Debugging Refresher
level 1
Use the command
continue, orcfor short, in order to continue program execution.
This challenge is fairly simple, we just have to run the file.
(gdb) run
# --- snip ---
Program received signal SIGTRAP, Trace/breakpoint trap.
0x00005cb7b7319be3 in main ()
The program will hit a breakpoint at 0x000055e9b5da2be3 in main function.
We can continue the execution and get the flag.
(gdb) continue
Continuing.
You win! Here is your flag:
pwn.college{oYViXT3hVg92bAvcOALFlc7Tm0Y.0FN0IDL4ITM0EzW}
level 2
In order to solve this level, you must figure out the current random value of register r12 in hex.
Let's run the challenge.
(gdb) run
We can find the value of the $r12 register using the p command which is a short from of print.
(gdb) p/x $r12
$1 = 0xf8f57adf32306644
The x option prints the value in hexadecimal.

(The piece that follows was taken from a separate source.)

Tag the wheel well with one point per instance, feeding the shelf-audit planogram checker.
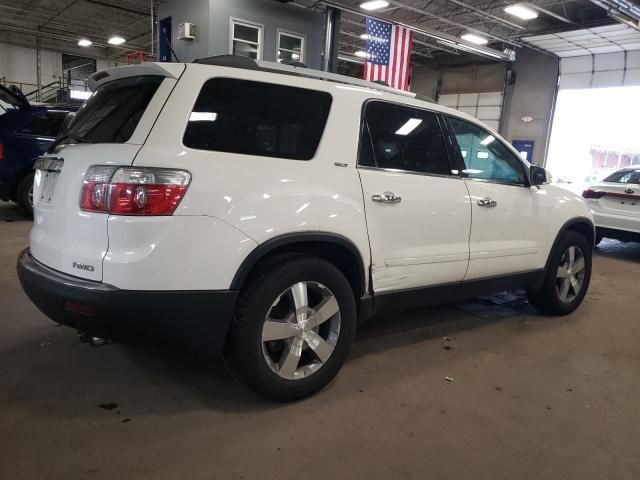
(581, 226)
(344, 258)
(585, 229)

Let's continue the execution.
(gdb) continue
Continuing.
Random value: f8f57adf32306644
You input: f8f57adf32306644
The correct answer is: f8f57adf32306644
You win! Here is your flag:
pwn.college{0RJjpMOPIE3-5iJSURujadXXQAo.0VN0IDL4ITM0EzW}
level 3
In order to solve this level, you must figure out the random value on the stack (the value read in from
/dev/urandom). Think about what the arguments to the read system call are.
Let's first set the disassembly flavor to intel.
(gdb) set disassembly-flavor intel
Now, let's run the program.
(gdb) run
(gdb) continue
Continuing.
The random value has been set!
Program received signal SIGTRAP, Trace/breakpoint trap.
0x00005b73bce57c64 in main ()
Now that the random value has been set, we begin to figure out the value.
The contents of a file can be read using the read syscall.
read@plt
ssize_t read(int fd, void buf[.count], size_t count);
| %rax | arg0 (%rdi) | arg1 (%rsi) | arg2 (%rdx) |
|---|---|---|---|
| 0x00 | unsigned int fd | char *buf | size_t count |
We can see that the second argument is the location of the buffer in which the data is to be read. This argument is loaded in the $rsi register.
Let's look at how this is loaded in our assembly code.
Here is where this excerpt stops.